Sin embargo, sí se lograron acuerdos sobre distribución de tierras en las zonas conflictivas, créditos para el sector agropecuario, así como para la micro y pequeña empresa y una serie de medidas para aliviar los costos que iba a tener el ajuste estructural que significaba abrir espacio en la sociedad con igualdad de derechos a todos los miembros de la guerrilla. Fue entonces que también se procedió a acordar que el FMLN pasaba de ser una guerrilla a convertirse en partido político para que dentro del nuevo sistema democrático electoral buscara, junto con otros actores políticos de diversas corrientes político-ideológicas, el poder.

Mientras que la creación del Foro para la Concertación Económica y Social, si bien tuvo éxito en un principio, no se desarrolló más allá de 1993 y se disolvió rápidamente. Este foro estaba conformado por el sector de los trabajadores y los empleadores, con supervisión del Gobierno, similar al Consejo Nacional del Salario Mínimo de la actualidad.

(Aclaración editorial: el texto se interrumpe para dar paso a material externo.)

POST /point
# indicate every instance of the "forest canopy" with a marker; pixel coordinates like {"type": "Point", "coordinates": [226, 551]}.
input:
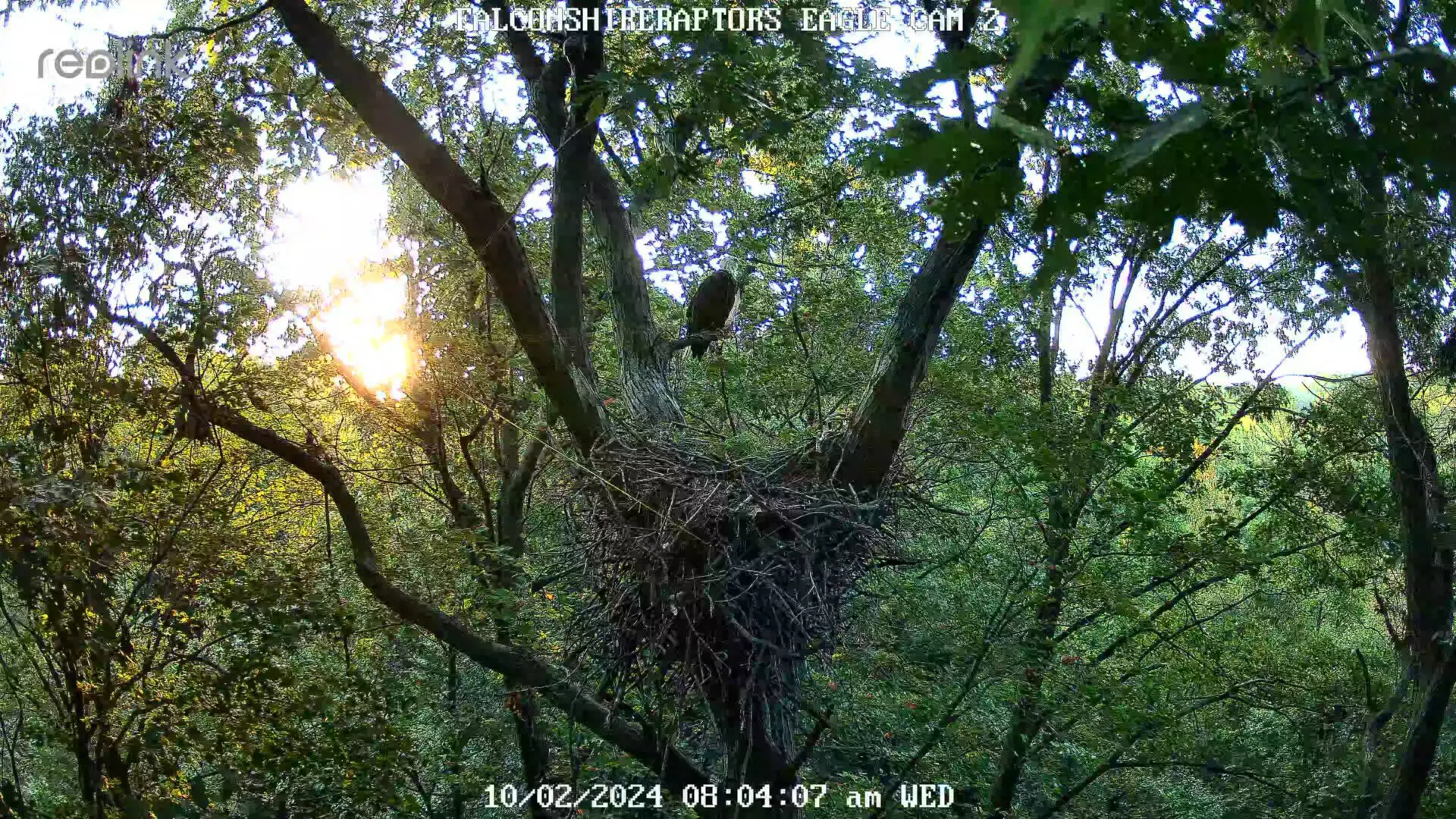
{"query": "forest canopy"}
{"type": "Point", "coordinates": [762, 428]}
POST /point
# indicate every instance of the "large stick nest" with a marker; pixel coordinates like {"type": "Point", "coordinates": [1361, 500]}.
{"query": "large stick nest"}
{"type": "Point", "coordinates": [717, 575]}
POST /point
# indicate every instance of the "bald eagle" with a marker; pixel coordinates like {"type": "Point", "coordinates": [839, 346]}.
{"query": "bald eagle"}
{"type": "Point", "coordinates": [711, 308]}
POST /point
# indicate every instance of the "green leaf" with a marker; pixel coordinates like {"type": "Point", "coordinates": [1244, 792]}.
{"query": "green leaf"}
{"type": "Point", "coordinates": [1187, 118]}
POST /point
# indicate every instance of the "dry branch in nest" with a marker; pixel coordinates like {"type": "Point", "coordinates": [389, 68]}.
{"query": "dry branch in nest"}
{"type": "Point", "coordinates": [718, 576]}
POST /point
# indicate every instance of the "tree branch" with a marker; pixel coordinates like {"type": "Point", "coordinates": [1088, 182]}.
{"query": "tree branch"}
{"type": "Point", "coordinates": [485, 222]}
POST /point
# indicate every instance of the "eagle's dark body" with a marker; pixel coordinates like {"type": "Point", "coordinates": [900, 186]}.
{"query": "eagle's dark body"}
{"type": "Point", "coordinates": [711, 308]}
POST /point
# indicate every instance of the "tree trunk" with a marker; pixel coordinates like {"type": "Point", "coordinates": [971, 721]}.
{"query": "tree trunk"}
{"type": "Point", "coordinates": [1424, 535]}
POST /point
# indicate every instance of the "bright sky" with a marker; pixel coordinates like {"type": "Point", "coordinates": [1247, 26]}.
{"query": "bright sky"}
{"type": "Point", "coordinates": [334, 226]}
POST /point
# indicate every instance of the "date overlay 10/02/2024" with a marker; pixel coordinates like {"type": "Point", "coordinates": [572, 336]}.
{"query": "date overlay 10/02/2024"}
{"type": "Point", "coordinates": [603, 796]}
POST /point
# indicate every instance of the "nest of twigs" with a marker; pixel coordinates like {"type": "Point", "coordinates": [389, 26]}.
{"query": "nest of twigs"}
{"type": "Point", "coordinates": [718, 576]}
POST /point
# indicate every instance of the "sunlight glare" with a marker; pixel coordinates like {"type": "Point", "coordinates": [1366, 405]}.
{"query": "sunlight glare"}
{"type": "Point", "coordinates": [360, 325]}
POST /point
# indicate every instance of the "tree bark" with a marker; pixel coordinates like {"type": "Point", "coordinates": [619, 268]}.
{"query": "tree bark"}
{"type": "Point", "coordinates": [485, 222]}
{"type": "Point", "coordinates": [1424, 537]}
{"type": "Point", "coordinates": [672, 767]}
{"type": "Point", "coordinates": [867, 452]}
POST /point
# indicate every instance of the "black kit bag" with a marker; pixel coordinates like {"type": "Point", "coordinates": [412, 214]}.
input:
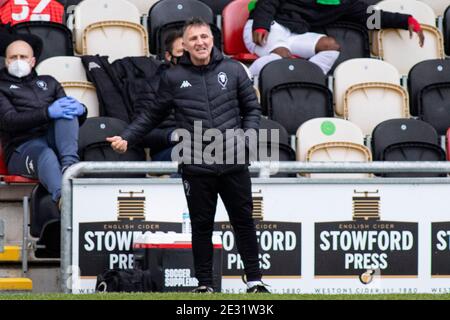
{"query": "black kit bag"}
{"type": "Point", "coordinates": [127, 281]}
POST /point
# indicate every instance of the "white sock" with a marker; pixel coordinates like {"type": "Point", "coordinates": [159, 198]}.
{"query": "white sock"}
{"type": "Point", "coordinates": [251, 284]}
{"type": "Point", "coordinates": [259, 63]}
{"type": "Point", "coordinates": [325, 59]}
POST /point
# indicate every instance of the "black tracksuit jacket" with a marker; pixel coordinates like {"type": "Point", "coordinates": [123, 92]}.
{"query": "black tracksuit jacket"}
{"type": "Point", "coordinates": [196, 94]}
{"type": "Point", "coordinates": [24, 106]}
{"type": "Point", "coordinates": [146, 90]}
{"type": "Point", "coordinates": [300, 16]}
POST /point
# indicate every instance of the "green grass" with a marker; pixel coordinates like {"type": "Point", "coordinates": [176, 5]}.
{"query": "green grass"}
{"type": "Point", "coordinates": [217, 296]}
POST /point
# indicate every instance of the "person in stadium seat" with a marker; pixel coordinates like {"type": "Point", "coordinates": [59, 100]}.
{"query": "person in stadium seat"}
{"type": "Point", "coordinates": [38, 123]}
{"type": "Point", "coordinates": [281, 28]}
{"type": "Point", "coordinates": [207, 88]}
{"type": "Point", "coordinates": [13, 12]}
{"type": "Point", "coordinates": [159, 139]}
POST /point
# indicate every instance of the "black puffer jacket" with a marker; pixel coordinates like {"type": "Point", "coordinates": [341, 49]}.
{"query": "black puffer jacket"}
{"type": "Point", "coordinates": [197, 94]}
{"type": "Point", "coordinates": [23, 108]}
{"type": "Point", "coordinates": [301, 16]}
{"type": "Point", "coordinates": [159, 138]}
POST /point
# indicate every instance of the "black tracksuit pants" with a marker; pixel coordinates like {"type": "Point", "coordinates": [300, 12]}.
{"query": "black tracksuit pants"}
{"type": "Point", "coordinates": [235, 191]}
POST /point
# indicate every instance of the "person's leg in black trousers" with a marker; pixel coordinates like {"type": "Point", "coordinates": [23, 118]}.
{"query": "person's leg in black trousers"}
{"type": "Point", "coordinates": [235, 190]}
{"type": "Point", "coordinates": [201, 196]}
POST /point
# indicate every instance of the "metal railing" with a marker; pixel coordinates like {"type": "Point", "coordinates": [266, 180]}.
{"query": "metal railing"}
{"type": "Point", "coordinates": [265, 169]}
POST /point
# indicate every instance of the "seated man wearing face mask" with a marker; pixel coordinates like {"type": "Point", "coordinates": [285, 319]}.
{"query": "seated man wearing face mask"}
{"type": "Point", "coordinates": [38, 123]}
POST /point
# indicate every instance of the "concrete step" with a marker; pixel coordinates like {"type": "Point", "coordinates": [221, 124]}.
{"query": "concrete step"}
{"type": "Point", "coordinates": [16, 284]}
{"type": "Point", "coordinates": [11, 254]}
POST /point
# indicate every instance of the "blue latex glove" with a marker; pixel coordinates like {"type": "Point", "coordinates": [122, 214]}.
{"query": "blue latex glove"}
{"type": "Point", "coordinates": [61, 108]}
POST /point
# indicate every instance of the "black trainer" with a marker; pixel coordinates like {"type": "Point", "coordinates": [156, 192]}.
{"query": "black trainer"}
{"type": "Point", "coordinates": [203, 289]}
{"type": "Point", "coordinates": [259, 288]}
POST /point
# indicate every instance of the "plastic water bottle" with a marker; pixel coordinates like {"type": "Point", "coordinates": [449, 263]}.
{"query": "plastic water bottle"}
{"type": "Point", "coordinates": [186, 226]}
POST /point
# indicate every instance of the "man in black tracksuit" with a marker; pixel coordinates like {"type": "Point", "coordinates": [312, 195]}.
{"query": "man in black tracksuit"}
{"type": "Point", "coordinates": [282, 29]}
{"type": "Point", "coordinates": [205, 87]}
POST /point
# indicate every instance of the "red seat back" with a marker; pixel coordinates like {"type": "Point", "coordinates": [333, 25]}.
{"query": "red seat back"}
{"type": "Point", "coordinates": [234, 17]}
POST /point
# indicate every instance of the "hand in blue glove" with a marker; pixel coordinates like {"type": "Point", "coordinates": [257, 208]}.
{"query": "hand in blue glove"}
{"type": "Point", "coordinates": [61, 108]}
{"type": "Point", "coordinates": [78, 108]}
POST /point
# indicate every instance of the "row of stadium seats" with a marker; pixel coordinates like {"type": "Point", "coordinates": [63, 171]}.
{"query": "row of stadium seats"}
{"type": "Point", "coordinates": [331, 139]}
{"type": "Point", "coordinates": [366, 92]}
{"type": "Point", "coordinates": [120, 20]}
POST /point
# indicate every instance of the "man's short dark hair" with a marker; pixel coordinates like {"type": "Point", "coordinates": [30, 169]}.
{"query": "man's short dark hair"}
{"type": "Point", "coordinates": [171, 37]}
{"type": "Point", "coordinates": [195, 22]}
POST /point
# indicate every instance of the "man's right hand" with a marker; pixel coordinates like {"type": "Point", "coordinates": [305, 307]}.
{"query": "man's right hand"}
{"type": "Point", "coordinates": [118, 144]}
{"type": "Point", "coordinates": [62, 108]}
{"type": "Point", "coordinates": [260, 37]}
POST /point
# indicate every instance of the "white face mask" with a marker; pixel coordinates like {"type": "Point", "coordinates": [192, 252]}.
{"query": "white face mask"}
{"type": "Point", "coordinates": [19, 68]}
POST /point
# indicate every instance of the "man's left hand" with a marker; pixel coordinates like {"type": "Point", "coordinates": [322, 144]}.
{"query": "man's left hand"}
{"type": "Point", "coordinates": [414, 26]}
{"type": "Point", "coordinates": [75, 108]}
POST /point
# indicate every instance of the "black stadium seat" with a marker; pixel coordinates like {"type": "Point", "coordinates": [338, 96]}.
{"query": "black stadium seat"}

Los Acuerdos de Paz tenían objetivos generales y todas las reformas estructurales y legales que se llevaron a cabo tenían el fin de sentar las bases para la reunificación de la sociedad salvadoreña, la construcción de la paz, el respeto irrestricto a los derechos humanos y la prosperidad que se iba a reflejar en el desarrollo económico y social de todos los salvadoreños.

El equipo de Política de LA PRENSA GRÁFICA ha hecho este esfuerzo periodístico por explicar qué ha pasado en los 25 años desde que se firmaron los Acuerdos de Paz. En las siguientes publicaciones, hasta el día del aniversario número 25, el próximo 16 de enero, los lectores tendrán en la palestra las voces de los mismos firmantes y analistas, con sus historias personales, perspectivas y opiniones de cuál es El Salvador que se ha formado tras aquella firma, en momentos de crisis económica y de violencia social que han desdibujado el espíritu con que se firmó aquel pacto.